Parkinson's patients should consider taking up cycling, according to new findings that show that the exercise appeared to help restore connections between brain regions linked to the disease, and improve coordination and balance.
Using brain scans, researchers presenting the study this week at the annual meeting of the Radiological Society of North America in Chicago found that pedaling on stationary bikes led to greater connectivity in brain regions responsible for movement in Parkinson's patients, especially if they pedaled hard and fast at rates above what patients would choose for themselves.
Experts estimate that around 7 to 10 million people worldwide are affected by Parkinson's disease, a chronic, progressive neurological disorder where nerve cells in the brain that make dopamine are slowly destroyed. Without dopamine, the brain regions cannot properly send messages, ultimately leading to the loss of muscle function.

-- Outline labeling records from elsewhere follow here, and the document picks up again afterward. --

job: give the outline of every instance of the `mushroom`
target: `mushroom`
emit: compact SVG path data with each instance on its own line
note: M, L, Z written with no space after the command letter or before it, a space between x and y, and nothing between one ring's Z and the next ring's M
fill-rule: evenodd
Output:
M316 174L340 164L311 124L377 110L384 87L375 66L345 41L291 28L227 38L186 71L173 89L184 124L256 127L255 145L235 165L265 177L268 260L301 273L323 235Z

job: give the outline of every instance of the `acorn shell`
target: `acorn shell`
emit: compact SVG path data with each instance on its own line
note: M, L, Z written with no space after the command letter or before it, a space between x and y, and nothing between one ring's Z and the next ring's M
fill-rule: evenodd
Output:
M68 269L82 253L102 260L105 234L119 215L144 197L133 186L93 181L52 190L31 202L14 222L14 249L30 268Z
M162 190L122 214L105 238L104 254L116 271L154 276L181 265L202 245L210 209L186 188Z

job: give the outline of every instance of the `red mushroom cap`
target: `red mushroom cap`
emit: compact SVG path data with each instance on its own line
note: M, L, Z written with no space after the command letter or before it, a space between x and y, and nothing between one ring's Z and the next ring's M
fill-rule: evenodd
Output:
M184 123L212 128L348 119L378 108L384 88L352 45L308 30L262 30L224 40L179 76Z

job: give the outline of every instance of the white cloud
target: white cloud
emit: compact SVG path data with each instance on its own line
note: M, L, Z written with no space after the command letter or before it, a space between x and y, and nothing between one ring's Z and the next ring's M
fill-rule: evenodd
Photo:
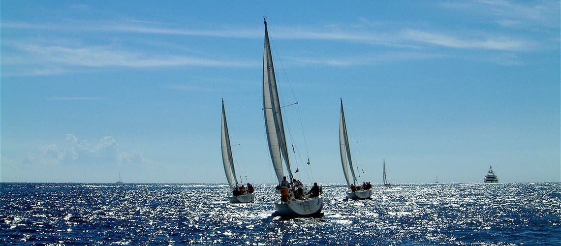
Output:
M402 31L404 38L413 41L458 49L483 49L498 50L523 50L531 46L520 39L504 37L459 38L448 34L412 29Z
M49 98L49 99L62 101L96 101L103 100L103 98L96 96L53 96Z
M21 163L40 166L161 165L145 157L140 151L128 152L121 150L117 141L111 136L102 138L95 145L85 140L79 141L72 134L67 134L65 140L62 147L56 143L42 146L39 152L30 153L22 157Z
M559 27L559 3L558 1L447 1L443 2L442 6L460 11L468 11L472 15L494 18L495 22L502 26Z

The main symptoms of the disease are movement related and include shaking or tremor, muscle stiffness, rigidity, slowness of physical movement and loss of balance. Most cases occur after the age of 50, and as the disease progresses the frequency of side effects increases, and can eventually lead to cognitive and behavioral problems such as dementia.
Lead researcher Jay Alberts, a neuroscientist at the Cleveland Clinic Lerner Research Institute, began the research after he noticed improvements in a female Parkinson's patient after a long-distance charity bike ride across Iowa.
"The finding was serendipitous. I was pedaling faster, which forced her to pedal faster," Alberts said in a statement. "She had improvements in her upper extremity function, so we started to look at the possible mechanism behind this improved function."
For the study, Alberts' co-researcher Chintan Shah, and other colleagues from the Cleveland Clinic, used functional connectivity magnetic resonance imaging (fcMRI) to look into the effect of exercise on 26 Parkinson's disease patients between the ages of 30 and 75.
Researchers explained that fcMRI measures changes in blood oxygen in the brain, allowing them to look at how active different brain regions are and how well they connect with each other.
Researchers split the participants into two groups with half pedaling at their own voluntary pace, while the other group pedaled at a forced rate, in which participants were made to pedal faster by motors installed to their bikes.
Results of the study revealed that pedaling, particularly forced vigorous pedaling, improved connections between brain regions linked to movement.
Researchers found improvements in task-related connectivity between the primary motor cortex and the posterior region of the brain's thalamus, which were still present at follow-up.
Researchers noted that some of the results were similar to patterns of activation during deep brain stimulation of Parkinson's patients. While deep brain stimulation is an effective therapy for late-stage Parkinson's it is an invasive and costly treatment.
"The results show that forced-rate bicycle exercise is an effective, low-cost therapy for Parkinson's disease," Shah said in a statement.
Researchers noted that while greater pedaling exertion led to more significant results, not all patients need to do forced-rate exercise to see improvement.
Alberts and his team are now researching how patients improve with exercise bikes in their homes. Researchers also want to study whether other forms of exercise like swimming a rowing have similar benefits to brain connectivity.